Каждый день ей казался длинным, тягучим.
Она привыкала к новой жизни, к запаху хлеба, к потрескиванию огня в лампе, к стуку топора во дворе.
Каждый вечер, когда она оставалась одна и гасила свет, в груди снова поднималась боль — тяжёлая, давящая.
Ольга не могла смириться с мыслью, что осталась одна.
Она понимала: вокруг добрые, простые люди, но жить их жизнью она не сможет.

— Что делать будем? — всё чаще шептала Евдокия, когда дом уже спал и лишь за окном поскрипывал ветер в воротах.
Она лежала рядом с Фролом, глядела в темноту.

— Барынька-то поправляется, а делать ничего не может. И на улицу её не выпустишь — не дай Бог, кто увидит.

Фрол молчал. Он и сам всё это понимал.
Тяжело вздохнул, перевернулся на другой бок.
— Слыхал я сегодня, к Степану-сапожнику сродник из Потапова пришел, — сказал негромко, — сказывал, что у них господ порешили, а дочка ихняя спаслась.

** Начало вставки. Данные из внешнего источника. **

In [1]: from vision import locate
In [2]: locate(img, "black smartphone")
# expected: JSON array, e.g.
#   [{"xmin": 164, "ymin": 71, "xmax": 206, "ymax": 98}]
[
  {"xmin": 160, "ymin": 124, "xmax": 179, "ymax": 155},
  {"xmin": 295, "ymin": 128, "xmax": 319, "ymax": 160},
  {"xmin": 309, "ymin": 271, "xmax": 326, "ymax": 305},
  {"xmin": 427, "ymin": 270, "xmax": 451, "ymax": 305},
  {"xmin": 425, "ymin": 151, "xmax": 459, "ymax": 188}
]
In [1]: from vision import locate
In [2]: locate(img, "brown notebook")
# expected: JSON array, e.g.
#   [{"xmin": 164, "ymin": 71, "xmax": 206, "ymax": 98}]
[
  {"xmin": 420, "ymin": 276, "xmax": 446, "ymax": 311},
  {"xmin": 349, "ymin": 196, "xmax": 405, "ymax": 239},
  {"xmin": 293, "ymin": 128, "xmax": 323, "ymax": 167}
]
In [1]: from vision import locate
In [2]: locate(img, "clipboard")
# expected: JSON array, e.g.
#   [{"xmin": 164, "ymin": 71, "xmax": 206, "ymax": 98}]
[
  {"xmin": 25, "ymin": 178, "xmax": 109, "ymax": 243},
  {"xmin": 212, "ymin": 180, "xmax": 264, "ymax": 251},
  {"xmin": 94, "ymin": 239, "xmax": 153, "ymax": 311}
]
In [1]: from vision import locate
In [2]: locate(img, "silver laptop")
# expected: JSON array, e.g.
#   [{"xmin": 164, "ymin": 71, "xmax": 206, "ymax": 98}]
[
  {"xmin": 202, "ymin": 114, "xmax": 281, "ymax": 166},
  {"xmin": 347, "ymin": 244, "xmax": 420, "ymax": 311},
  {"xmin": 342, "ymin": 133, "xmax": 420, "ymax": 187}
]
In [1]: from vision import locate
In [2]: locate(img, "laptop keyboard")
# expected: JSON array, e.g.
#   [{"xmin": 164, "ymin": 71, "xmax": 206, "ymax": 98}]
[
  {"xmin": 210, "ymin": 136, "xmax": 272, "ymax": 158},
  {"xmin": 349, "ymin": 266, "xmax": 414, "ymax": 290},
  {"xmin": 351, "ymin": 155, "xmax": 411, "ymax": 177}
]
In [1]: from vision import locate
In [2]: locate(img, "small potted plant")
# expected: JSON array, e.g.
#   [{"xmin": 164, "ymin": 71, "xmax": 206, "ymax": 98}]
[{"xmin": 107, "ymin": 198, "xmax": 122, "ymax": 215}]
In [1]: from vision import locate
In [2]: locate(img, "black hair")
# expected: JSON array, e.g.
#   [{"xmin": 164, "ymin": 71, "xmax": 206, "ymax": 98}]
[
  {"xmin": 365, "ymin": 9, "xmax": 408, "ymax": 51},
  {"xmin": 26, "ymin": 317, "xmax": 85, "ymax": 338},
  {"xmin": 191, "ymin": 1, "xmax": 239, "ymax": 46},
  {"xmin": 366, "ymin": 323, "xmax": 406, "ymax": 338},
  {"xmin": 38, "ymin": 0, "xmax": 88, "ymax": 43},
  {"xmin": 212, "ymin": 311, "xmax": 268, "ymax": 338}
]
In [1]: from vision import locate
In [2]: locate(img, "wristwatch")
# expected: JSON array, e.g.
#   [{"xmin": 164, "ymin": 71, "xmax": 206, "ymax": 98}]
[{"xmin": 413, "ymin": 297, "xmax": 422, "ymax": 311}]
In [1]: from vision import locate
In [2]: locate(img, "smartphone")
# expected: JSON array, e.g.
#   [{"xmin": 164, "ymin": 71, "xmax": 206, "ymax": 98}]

Будто теперь ищут, кто же барышню прячет.

Евдокия прижала ладони к груди.
— Господи, спаси нас... Что ж нам теперь? Ведь не скажешь, что из жалости взяли. Никто и слушать не станет.
— Никто, — подтвердил Фрол. — А выдать? — Он прикусил губу, сам испугался своих слов. — Нет, не выйдет. Живая ведь. Не собака.

Они оба замолчали.
В избе стояла тишина, за окном посвистывал ветер.
Мысли у Фрола путались, тяжёлые, мутные.
Были среди них и такие, от которых он сам себе становился противен. Но мысли эти нашёптывали: куда бы барышню деть? К кому пристроить?

Но за каждой мыслью вставало лицо — бледное, почти детское, испуганное.
И он понимал: прогнать не сможет.
Совесть не позволяла.
Живая душа всё-таки, не вещь.

Фрол долго ворочался, потом сел на постели, опёрся на колени.
— Беда нам с ней, — сказал тихо, будто самому себе.
— Беда, — отозвалась Евдокия. — А всё ж Господь не без милости. Раз спаслась — значит, для чего-то нужна.

Фрол кивнул, молча согласился.
Лёг снова, долго ещё смотрел в темноту, потом потихоньку глаза сами сомкнулись.
А за окном глухо шумел лес, и казалось, что сам мир затаился, не зная и ожидая, чем эта история закончится.

— Ты, главное, её на люди не выпускай, — говорил Фрол утром, собираясь в кузницу. — Да приучай потихоньку к делам. Теперь ухаживать за ней некому.

Евдокия только кивнула: и сама это понимала.
Когда Фрол ушёл, она пошла к амбару, тихо постучала.

— Пора вставать, милая, — сказала она мягко. — Солнце уж высоко. Не лежать ведь тебе тут всю жизнь.

Ольга поднялась, накинула старенький платок, вышла вслед за Евдокией в избу.
Всё для неё здесь было чужое — запах дыма, гулкий пол, даже солнечный свет в окна, казалось, светит не так, как дома.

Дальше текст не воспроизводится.